Sendrowski Janek, Bataillon Thomas, Ramstein Guillaume P
Bioinformatics Research Center, Aarhus University, 8000, Aarhus, Denmark.
Center for Quantitative Genetics and Genomics, Aarhus University, 8000, Aarhus, Denmark.
Theor Appl Genet. 2025 Jul 28;138(8):193. doi: 10.1007/s00122-025-04973-1.
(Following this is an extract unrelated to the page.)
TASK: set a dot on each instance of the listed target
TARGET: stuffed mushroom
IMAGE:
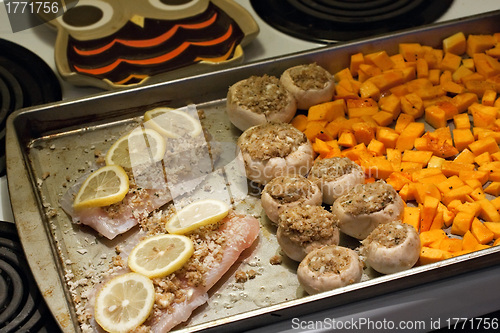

Sequence-based AI models show great potential for prediction of variant effects at high resolution, but their practical value in plant breeding remains to be confirmed through rigorous validation studies. Plant breeding has traditionally relied on phenotyping to select individuals with desirable traits-a process that is both costly and time-consuming. Increasingly, breeding strategies are shifting toward precision breeding, where causal variants are directly targeted based on their effects. To predict the effects of causal variants, in silico methods are emerging as efficient alternatives or complements to mutagenesis screens. Here, we review state-of-the-art machine learning methods for predicting variant effects in plants across both coding and noncoding regions, contrasting supervised approaches in functional genomics with unsupervised methods in comparative genomics. We discuss challenges in validating predictions, and compare these methods with traditional association and comparative genomics techniques. We argue that modern sequence models extend traditional methods by generalizing across genomic contexts, fitting a unified model across loci rather than a separate model for each locus. In doing so, they address inherent limitations of traditional quantitative and evolutionary comparative genetics techniques. However, the accuracy and generalizability of sequence models heavily depend on the training data, highlighting the need for validation experiments. We point to successful applications of sequence models, especially with protein sequences, and identify areas for further improvement, especially in modeling regulatory sequences. While not yet mature for in silico-driven precision breeding, sequence models show strong potential to become an integral part of the breeder's toolbox.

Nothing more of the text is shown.